Was it actually true? The right to vote, the right not to be held in servitude and slavery, the right to adequate education, the right to adequate health care and so on, have either had to be added or are still being contested in the United States. If you have had to add rights, they can't very well be assumed to have already been had by the people, can they?
Conclusion:
Of the ten Amendments that make up the Bill of Rights, the most generous reading would suggest that there's only seven actual rights enumerated, one amendment to cover an act which was never applicable in Australia and two amendments which are so redundant in the conception of rights that they have never needed to be spelled out in Australia.
Apart from the 3rd Amendment which is conspicuous in not actually being a right, Australians have all of the rights contained in the United States Constitution and depending on what your general theory of rights is, had all of them before there ever was a United States.

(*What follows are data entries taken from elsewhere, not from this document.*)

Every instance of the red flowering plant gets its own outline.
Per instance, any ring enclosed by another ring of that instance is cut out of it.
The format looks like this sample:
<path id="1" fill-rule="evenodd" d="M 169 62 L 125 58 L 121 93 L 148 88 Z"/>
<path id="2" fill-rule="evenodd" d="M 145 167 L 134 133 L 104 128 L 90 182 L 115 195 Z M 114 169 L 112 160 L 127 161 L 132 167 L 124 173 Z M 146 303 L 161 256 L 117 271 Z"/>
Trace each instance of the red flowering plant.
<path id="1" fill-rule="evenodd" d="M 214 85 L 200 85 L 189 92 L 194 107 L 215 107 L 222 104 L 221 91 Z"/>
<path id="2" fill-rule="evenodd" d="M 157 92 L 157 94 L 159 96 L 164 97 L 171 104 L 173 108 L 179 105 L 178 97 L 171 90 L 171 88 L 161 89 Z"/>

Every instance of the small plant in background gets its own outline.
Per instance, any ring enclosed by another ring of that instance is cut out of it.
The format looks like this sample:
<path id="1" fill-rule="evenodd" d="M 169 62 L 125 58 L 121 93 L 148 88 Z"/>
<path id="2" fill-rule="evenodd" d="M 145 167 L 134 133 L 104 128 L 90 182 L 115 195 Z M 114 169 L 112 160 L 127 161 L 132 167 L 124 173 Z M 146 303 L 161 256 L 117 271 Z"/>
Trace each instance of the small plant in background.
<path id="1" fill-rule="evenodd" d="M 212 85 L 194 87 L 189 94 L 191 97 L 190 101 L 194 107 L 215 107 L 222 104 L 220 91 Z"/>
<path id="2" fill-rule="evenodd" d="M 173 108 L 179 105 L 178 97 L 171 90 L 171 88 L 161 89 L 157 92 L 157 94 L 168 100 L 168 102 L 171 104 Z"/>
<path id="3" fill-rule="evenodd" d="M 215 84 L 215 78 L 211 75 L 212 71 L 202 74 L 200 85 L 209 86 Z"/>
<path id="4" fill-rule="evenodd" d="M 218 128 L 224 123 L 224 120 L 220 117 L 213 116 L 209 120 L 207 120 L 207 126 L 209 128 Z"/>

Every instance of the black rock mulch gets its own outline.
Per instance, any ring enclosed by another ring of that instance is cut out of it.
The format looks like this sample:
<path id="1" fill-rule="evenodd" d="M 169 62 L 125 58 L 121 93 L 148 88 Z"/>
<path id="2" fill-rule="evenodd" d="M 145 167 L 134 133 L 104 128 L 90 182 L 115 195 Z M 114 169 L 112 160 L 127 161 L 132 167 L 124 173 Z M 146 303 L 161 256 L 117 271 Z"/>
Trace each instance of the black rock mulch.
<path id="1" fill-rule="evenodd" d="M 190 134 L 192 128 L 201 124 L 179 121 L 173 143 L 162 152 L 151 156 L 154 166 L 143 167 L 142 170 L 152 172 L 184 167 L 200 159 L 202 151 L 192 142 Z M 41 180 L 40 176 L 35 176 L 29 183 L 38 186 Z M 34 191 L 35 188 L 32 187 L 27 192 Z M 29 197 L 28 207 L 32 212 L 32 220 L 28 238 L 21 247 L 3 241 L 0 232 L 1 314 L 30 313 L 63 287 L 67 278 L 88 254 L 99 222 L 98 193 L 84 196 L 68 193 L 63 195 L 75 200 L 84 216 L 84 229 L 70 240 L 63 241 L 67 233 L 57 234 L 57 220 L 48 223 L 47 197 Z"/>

As for the accusation that I don't know what I am talking about, then that accusation is demonstrably false - Quod Erat Demonstratum.
Not to put to fine a point on it but the original sin of the United States and one of the reasons why the so-called 'Intolerable Acts' was passed was to do with the issue of slavery; which was solved at common law in the British Empire with Somerset v Stewart (1772) and Knight v Wedderburn (1777). Had the United States not fought so desperately for its right to retain slaves, then the Slave Trade Act (1807) and the Slavery Abolition Act (1833) would have applied; and the US Civil War would never have happened.

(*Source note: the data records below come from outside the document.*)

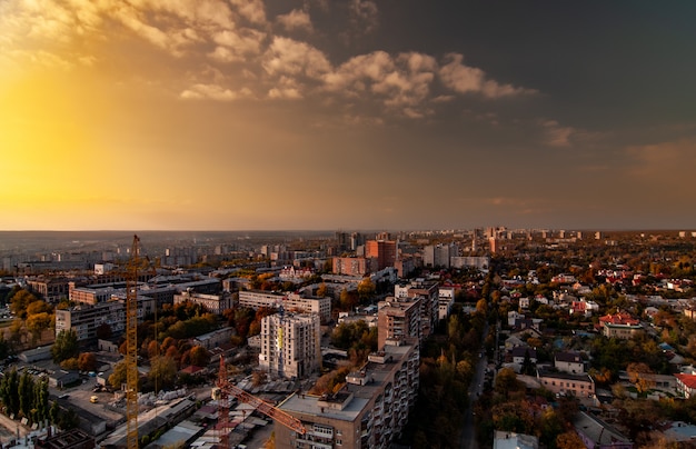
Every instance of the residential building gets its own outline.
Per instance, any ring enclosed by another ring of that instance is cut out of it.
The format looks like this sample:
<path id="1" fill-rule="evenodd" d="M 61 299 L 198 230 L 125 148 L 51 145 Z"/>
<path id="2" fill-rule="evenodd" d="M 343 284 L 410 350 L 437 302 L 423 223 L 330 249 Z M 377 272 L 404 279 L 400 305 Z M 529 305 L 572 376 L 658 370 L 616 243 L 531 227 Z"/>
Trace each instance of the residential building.
<path id="1" fill-rule="evenodd" d="M 415 279 L 410 283 L 394 287 L 394 296 L 401 298 L 420 298 L 420 338 L 435 331 L 439 317 L 439 298 L 437 282 Z"/>
<path id="2" fill-rule="evenodd" d="M 138 322 L 155 312 L 156 301 L 138 295 Z M 80 305 L 68 309 L 56 309 L 56 335 L 61 330 L 74 330 L 78 341 L 97 338 L 97 328 L 109 325 L 117 335 L 126 330 L 125 298 L 113 297 L 110 301 L 96 305 Z"/>
<path id="3" fill-rule="evenodd" d="M 531 435 L 496 430 L 493 449 L 538 449 L 539 439 Z"/>
<path id="4" fill-rule="evenodd" d="M 437 318 L 440 320 L 447 319 L 451 307 L 455 305 L 455 288 L 454 287 L 439 287 L 437 289 Z"/>
<path id="5" fill-rule="evenodd" d="M 298 418 L 307 432 L 275 425 L 276 447 L 389 448 L 408 420 L 418 395 L 418 341 L 390 340 L 372 353 L 334 395 L 294 395 L 279 408 Z"/>
<path id="6" fill-rule="evenodd" d="M 302 379 L 321 362 L 321 329 L 316 313 L 276 313 L 261 320 L 259 368 L 271 376 Z"/>
<path id="7" fill-rule="evenodd" d="M 377 305 L 377 347 L 385 346 L 387 340 L 407 337 L 421 340 L 420 332 L 421 298 L 387 298 Z"/>
<path id="8" fill-rule="evenodd" d="M 573 395 L 588 398 L 595 395 L 595 381 L 589 375 L 570 375 L 567 372 L 537 371 L 539 383 L 557 395 Z"/>
<path id="9" fill-rule="evenodd" d="M 696 375 L 686 375 L 677 372 L 674 375 L 677 378 L 677 391 L 688 399 L 696 395 Z"/>
<path id="10" fill-rule="evenodd" d="M 307 297 L 298 293 L 275 293 L 262 290 L 242 290 L 239 292 L 239 306 L 258 310 L 261 307 L 286 311 L 317 313 L 321 322 L 331 320 L 331 298 Z"/>
<path id="11" fill-rule="evenodd" d="M 67 299 L 70 290 L 70 281 L 67 278 L 28 279 L 27 286 L 49 303 L 58 303 L 61 299 Z"/>
<path id="12" fill-rule="evenodd" d="M 537 350 L 528 346 L 516 346 L 511 350 L 511 357 L 515 365 L 524 365 L 526 358 L 529 358 L 533 365 L 537 363 Z"/>
<path id="13" fill-rule="evenodd" d="M 579 352 L 558 352 L 554 357 L 554 367 L 558 371 L 571 375 L 585 373 L 585 360 Z"/>
<path id="14" fill-rule="evenodd" d="M 394 267 L 397 257 L 397 242 L 394 240 L 368 240 L 365 243 L 365 258 L 375 259 L 377 267 L 375 271 Z"/>
<path id="15" fill-rule="evenodd" d="M 370 271 L 370 263 L 364 257 L 335 257 L 331 259 L 331 272 L 335 275 L 366 276 Z"/>
<path id="16" fill-rule="evenodd" d="M 173 303 L 179 305 L 183 302 L 192 302 L 202 306 L 208 312 L 215 315 L 222 315 L 227 309 L 232 308 L 232 295 L 206 295 L 197 293 L 191 290 L 182 291 L 173 297 Z"/>
<path id="17" fill-rule="evenodd" d="M 584 411 L 575 415 L 573 427 L 587 449 L 633 449 L 633 442 L 627 437 Z"/>
<path id="18" fill-rule="evenodd" d="M 642 333 L 640 322 L 626 312 L 618 311 L 614 315 L 606 315 L 599 318 L 601 333 L 608 338 L 630 339 L 637 333 Z"/>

Meanwhile, the other more important rights such as the right to life, the right to be left alone, the right to be safe in one's community, the right to decent health care, the right to a decent education, the right not to be shot or raped, the right to be treated the same as other people by officers of the law &c. are not at all in the United States Constitution.
All of the movements like #BlackLivesMatter and #MeToo are really just repackaged requests for the same rights which already aught to be in existence. It speaks volumes about a country which started out with the self-evident truth that all men are created equal and has then spent its entire existence proving that not only is that a lie but that life, liberty and happiness are cheap.
I find it ridiculous to be told that I somehow have less freedom or that I don't understand the United States Constitution, when as someone who has been around the law for more than 20 years, I think that I have a pretty good handle on it; especially when I can readily map it to the law which exists in my country.